A flat annual tax that is equal across all makes and models was voted as the most suitable method by a third of the 1,796 drivers who took part in a What Car? poll in August.
Nearly a quarter (23 per cent) said they would like to see road charging introduced, where owners are charged per mile driven. A progressive annual tax based on the car’s original list price was favoured by 18 per cent, while another 18 per cent preferred a progressive annual tax based on the vehicle’s battery size.
One issue the Government is yet to resolve around EVs is how they are going to tax drivers in the future. With VED currently based on CO2 emissions and battery cars producing zero carbon dioxide, motorists have called for a flat-rate tax system to be introduced
Seven-out-of-10 drivers said they would already like to see electric vehicles pay road tax while 30 per cent in favour of keeping EVs tax-free. Just over a third want them taxed by 2030 when new petrol and diesel cars are banned, while 12 per cent want them taxed by 2025.
Steve Huntingford, editor, What Car?, said: ‘One of the big questions the Government will need to answer in the future is how to change Vehicle Excise Duty. Current fully electric vehicles are tax exempt, leaving a growing hole in the Treasury’s books.
‘Tax exemption is helping drive the uptake of electric vehicles, but the Treasury will need to strike a balance in the future as petrol and diesel ownership declines. Our research, based on feedback from current drivers, shows the public is most in favour of a flat, equal tax across all electric vehicles in the future.’
Electric cars: Are they safe?
Despite concerns that vehicles loaded with batteries could be a potential fire hazard, Euro NCAP – the company that specialises in crash testing all new motors – says they’re among the safest cars on the road.
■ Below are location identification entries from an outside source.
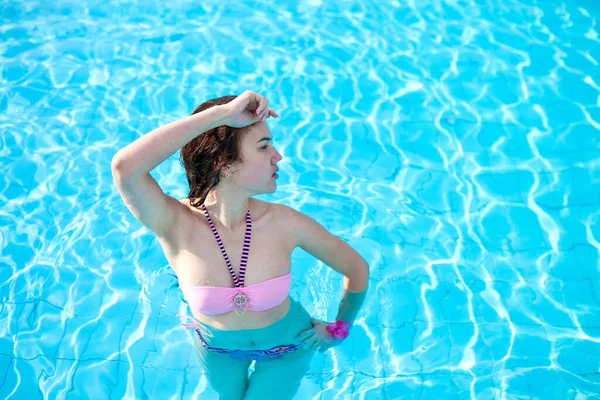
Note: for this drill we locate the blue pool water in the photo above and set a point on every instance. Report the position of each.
(454, 144)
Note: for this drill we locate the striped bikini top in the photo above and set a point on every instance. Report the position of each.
(261, 296)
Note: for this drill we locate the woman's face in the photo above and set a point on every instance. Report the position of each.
(259, 160)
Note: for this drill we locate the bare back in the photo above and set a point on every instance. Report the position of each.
(194, 255)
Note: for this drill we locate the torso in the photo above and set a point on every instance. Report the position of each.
(195, 257)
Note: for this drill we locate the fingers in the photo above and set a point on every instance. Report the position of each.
(263, 107)
(262, 110)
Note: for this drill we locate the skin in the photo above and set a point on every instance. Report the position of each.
(277, 230)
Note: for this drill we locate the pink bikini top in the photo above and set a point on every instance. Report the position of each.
(261, 296)
(210, 300)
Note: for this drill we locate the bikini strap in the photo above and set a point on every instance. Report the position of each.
(195, 324)
(238, 282)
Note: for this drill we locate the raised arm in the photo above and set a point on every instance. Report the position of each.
(131, 168)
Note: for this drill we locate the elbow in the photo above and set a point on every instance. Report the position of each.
(358, 281)
(118, 166)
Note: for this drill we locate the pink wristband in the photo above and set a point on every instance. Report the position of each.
(338, 329)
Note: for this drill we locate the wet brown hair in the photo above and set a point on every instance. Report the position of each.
(205, 155)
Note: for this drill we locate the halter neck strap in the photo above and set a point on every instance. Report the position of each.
(239, 282)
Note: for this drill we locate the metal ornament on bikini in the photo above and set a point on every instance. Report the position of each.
(240, 300)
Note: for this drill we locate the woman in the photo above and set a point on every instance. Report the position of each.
(242, 312)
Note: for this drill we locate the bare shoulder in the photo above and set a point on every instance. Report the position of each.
(294, 223)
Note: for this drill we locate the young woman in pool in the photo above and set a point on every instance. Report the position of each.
(231, 252)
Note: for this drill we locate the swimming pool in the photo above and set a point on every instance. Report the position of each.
(455, 145)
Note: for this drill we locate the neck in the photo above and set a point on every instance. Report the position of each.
(228, 208)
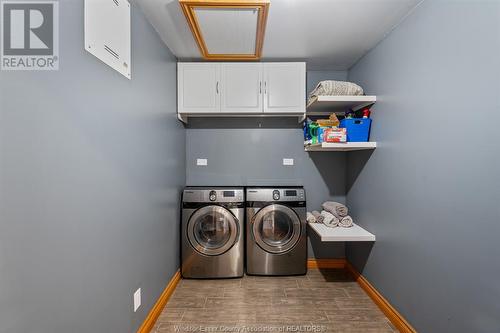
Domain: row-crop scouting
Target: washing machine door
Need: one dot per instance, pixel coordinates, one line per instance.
(276, 228)
(212, 230)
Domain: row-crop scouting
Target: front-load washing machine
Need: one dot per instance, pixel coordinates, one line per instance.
(276, 231)
(212, 232)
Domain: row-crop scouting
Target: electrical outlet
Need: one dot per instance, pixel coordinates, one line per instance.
(137, 299)
(202, 162)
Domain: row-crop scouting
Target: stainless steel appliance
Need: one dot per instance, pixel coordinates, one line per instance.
(276, 231)
(212, 232)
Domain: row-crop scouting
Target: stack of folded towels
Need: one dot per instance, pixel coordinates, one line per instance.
(333, 215)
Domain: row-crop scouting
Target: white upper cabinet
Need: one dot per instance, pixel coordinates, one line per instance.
(285, 87)
(234, 88)
(241, 88)
(198, 87)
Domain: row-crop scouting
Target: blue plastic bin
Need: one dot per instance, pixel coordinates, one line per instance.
(358, 129)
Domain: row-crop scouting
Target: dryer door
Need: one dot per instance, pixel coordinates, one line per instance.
(276, 228)
(212, 230)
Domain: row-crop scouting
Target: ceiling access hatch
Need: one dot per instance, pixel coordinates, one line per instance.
(227, 30)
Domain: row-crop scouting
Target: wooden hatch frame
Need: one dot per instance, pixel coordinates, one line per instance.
(262, 6)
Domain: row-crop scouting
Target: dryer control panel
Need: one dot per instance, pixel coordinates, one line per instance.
(276, 194)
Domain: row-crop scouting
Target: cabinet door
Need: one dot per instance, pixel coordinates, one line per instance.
(285, 87)
(241, 88)
(198, 88)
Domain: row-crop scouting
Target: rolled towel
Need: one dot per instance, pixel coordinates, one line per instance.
(335, 208)
(318, 216)
(310, 218)
(330, 220)
(346, 222)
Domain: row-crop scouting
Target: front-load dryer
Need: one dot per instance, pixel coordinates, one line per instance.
(212, 232)
(276, 231)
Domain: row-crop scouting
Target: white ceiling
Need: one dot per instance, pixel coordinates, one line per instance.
(328, 34)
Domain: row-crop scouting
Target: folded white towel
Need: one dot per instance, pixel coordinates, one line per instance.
(330, 220)
(310, 218)
(346, 222)
(331, 87)
(318, 216)
(336, 208)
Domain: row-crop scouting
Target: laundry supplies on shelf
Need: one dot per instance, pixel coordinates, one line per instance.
(358, 129)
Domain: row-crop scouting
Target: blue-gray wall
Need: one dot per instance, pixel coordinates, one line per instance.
(91, 167)
(430, 191)
(250, 151)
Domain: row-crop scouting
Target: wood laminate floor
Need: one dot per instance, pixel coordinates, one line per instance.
(321, 301)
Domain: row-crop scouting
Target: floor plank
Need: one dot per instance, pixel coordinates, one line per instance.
(328, 300)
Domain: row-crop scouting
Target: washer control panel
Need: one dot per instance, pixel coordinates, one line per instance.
(276, 195)
(196, 194)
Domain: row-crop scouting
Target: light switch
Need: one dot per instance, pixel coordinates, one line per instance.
(137, 299)
(202, 162)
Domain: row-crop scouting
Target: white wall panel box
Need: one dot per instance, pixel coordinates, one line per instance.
(107, 33)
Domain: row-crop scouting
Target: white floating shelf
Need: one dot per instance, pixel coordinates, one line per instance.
(348, 146)
(338, 104)
(340, 234)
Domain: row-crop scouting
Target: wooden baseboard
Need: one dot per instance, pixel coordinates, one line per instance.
(155, 312)
(390, 312)
(326, 263)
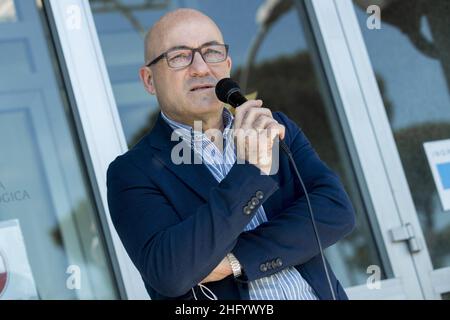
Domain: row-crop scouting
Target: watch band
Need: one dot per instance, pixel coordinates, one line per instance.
(235, 265)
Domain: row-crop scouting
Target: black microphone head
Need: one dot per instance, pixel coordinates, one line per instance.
(225, 88)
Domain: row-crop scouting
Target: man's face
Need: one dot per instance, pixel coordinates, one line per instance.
(173, 87)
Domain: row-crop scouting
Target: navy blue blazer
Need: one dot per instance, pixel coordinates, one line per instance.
(177, 222)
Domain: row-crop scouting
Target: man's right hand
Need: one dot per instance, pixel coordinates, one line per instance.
(255, 130)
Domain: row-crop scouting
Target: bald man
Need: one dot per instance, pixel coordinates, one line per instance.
(229, 221)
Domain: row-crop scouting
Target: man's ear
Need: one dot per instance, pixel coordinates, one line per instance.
(146, 76)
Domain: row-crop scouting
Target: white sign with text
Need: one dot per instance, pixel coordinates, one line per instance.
(16, 279)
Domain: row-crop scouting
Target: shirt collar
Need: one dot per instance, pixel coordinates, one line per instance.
(188, 133)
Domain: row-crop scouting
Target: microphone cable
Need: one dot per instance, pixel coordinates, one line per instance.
(288, 152)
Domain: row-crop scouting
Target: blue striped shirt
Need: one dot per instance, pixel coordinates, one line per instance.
(287, 284)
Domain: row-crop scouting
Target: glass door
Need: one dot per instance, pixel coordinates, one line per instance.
(411, 61)
(48, 216)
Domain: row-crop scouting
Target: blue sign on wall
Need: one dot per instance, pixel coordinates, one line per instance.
(444, 174)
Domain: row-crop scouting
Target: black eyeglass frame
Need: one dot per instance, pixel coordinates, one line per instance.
(194, 50)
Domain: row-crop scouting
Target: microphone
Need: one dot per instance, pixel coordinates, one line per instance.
(228, 91)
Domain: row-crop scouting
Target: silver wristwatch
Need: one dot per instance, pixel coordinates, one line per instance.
(235, 265)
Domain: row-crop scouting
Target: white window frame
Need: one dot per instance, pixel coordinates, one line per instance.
(357, 95)
(96, 117)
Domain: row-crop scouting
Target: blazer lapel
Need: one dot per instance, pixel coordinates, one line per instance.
(195, 175)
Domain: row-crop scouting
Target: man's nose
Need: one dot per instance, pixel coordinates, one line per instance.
(199, 67)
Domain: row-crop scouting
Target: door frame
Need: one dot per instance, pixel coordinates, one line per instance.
(96, 118)
(358, 97)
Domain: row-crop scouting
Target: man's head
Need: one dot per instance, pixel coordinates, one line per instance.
(174, 87)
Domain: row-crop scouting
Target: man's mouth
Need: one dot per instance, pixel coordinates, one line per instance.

Of the 17 EV and hybrid models it has assessed in the last two years, 14 have scored the highest five-star ratings. The three that didn’t were awarded four stars.
The Audi Q4 e-tron is one of the latest electric cars to ace Euro NCAP’s crash tests with a five-star rating
Electric cars: Who is most likely to buy them now?
Despite all the worries about EV ownership listed above, around half (49 per cent) of all motorists – the equivalent of 18 million people – said they would be happy to own one either now or in the future.
For the under-35s the number who are keen to go electric now or in the future rises to 64 per cent with 28 per cent happy to own one now.
Ian Exworth, at Direct Line, said: ‘Electric cars are rapidly becoming an accepted part of the driving landscape as demonstrated by the number of electric vehicles we now see on the roads.
‘Millions are open to owning an electric vehicle, which is brilliant, but many are still understandably concerned about factors such as cost and infrastructure availability.’
Electric cars: What does the ideal EV look like?
To mark World EV Day, Autovia – a group of motoring publications – created their own vision of the perfect electric car that blends the best qualities of today’s existing EVs in one model.
The EV-21 concept imagined is based on the best features of existing cars from MG, Lexus, Audi, Porsche, Citroen, BMW, Honda, Mercedes, Mini and Vauxhall.
Its pricing and servicing would be based on MG’s models, with its MG5 EV starting at £26,495 after the Plug-in Car Grant has been deducted, and would benefit from Lexus’ 10-year or 100,000 mile warranty.
This is Autovia’s vision for the perfect electric car in 2021 by amalgamating the best features of EVs on sale today
The EV would charge as fast as an Audi e-tron GT but also be as practical as a Citroen e-Berlingo.
The interior is inspired by the BMW i3, ride comfort replicating Hyundai’s Ioniq 5 and the Mercedes EQS’s range, which is 479 miles between charges – more than the distance by road from London to Glasgow.
In terms of performance, it has the potency of the £2million Rimac Nevera, with 1,914bhp from four electric motors, a sub-two second 0-to-60mph time and a 254mph top speed.